= Information Services Division =

The Information Services Division (ISD) is the part of NHS Scotland that provides health information, health intelligence, statistical information and analysis. ISD is part of the Public Health and Intelligence Strategic Business Unit of Public Health Scotland.

==History==
From January 2015, ISD has published health statistics weekly, spreading the publications out more evenly across the year.

In 2011 there were 3 main groups attending to core work:
- Healthcare Information Group - directed by Joan Forrest - analyses hospital, general practice, prescribing and other nationally consistent data;
- Epidemiology and Statistics Group - directed by Fiona Murphy - compiles national statistics on cancer and substance abuse;
- Data Intelligence Group - director Anne Leigh-Brown - ensures submission of current data streams and develops new ones.

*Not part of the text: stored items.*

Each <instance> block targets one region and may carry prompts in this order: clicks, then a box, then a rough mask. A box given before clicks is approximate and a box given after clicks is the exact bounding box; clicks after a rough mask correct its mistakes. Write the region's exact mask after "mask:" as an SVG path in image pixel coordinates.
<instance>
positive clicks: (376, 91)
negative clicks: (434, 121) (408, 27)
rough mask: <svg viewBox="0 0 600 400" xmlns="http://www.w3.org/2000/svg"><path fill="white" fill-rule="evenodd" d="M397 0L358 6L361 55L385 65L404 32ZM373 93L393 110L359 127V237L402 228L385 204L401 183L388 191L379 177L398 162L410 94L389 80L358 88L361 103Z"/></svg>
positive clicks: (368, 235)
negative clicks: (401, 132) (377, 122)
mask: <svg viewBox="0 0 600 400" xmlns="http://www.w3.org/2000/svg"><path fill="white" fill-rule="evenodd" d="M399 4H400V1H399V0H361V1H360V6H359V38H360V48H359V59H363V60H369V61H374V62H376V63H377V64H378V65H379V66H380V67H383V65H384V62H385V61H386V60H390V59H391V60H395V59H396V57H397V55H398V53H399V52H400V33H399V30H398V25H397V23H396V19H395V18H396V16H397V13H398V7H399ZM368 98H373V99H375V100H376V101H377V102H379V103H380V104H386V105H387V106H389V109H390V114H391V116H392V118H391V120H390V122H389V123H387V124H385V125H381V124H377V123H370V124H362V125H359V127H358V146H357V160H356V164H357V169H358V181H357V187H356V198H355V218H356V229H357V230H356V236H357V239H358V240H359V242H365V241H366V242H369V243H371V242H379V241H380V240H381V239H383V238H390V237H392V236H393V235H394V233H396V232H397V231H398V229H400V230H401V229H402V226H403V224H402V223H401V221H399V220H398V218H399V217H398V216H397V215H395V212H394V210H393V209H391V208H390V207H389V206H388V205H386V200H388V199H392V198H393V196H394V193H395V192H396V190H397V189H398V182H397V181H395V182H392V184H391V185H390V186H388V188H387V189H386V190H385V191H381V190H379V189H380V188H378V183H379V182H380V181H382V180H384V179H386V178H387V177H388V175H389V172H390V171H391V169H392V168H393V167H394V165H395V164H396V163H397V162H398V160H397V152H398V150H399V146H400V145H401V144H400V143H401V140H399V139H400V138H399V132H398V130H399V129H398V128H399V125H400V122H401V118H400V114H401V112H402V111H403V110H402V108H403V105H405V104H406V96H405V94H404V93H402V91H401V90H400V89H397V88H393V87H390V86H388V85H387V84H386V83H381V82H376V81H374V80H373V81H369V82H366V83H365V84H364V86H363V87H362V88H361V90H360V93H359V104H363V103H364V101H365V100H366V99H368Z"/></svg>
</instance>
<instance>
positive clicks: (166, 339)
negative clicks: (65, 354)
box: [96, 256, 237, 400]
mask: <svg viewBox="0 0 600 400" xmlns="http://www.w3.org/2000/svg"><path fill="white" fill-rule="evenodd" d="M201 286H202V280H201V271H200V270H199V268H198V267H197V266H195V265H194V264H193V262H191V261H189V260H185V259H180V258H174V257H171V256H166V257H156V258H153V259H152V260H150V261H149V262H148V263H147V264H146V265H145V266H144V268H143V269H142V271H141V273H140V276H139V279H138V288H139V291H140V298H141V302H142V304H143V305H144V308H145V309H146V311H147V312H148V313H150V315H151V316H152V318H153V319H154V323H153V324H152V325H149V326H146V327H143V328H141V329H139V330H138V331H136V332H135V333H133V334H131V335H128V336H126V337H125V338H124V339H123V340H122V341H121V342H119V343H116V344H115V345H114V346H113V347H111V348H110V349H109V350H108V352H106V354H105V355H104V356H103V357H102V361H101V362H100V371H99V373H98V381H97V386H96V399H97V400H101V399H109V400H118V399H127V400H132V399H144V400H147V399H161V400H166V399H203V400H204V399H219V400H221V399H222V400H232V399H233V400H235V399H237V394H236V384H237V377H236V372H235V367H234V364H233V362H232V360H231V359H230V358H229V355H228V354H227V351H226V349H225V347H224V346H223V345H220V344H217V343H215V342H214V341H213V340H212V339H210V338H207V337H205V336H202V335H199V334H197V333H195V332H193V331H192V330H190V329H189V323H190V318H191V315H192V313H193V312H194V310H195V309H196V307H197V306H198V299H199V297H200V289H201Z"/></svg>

There are also a number of specialist programmes. These include:
- Cancer information;
- Dental informatics;
- Equality and diversity information;
- Health and Social Care information;
- Heart disease and Stroke;
- Mental health;
- National Medicines utilisation unit;
- NHS Resources;
- Performance management (HEAT);
- Primary Care information;
- Quality improvement;
- Scottish Public health observatory;
- Substance misuse;
- Unscheduled care;
- Waiting Times;
- Workforce programme.

Two major internal change programmes are under way. The Scottish Health Information Service - headed by Steve Pavis - is establishing data warehousing and associated services. Delivering our Future - led by Lorna Jackson - is drawing-up a blueprint for the future of the organisation and catalysing staff and organisational development to realise that vision.

Information Services Division became part of Public Health Scotland on 1 April 2020. This new agency is a collaborative approach by both the Scottish Government and COSLA to give effect to the recommendations of the 2015 Public Health Review.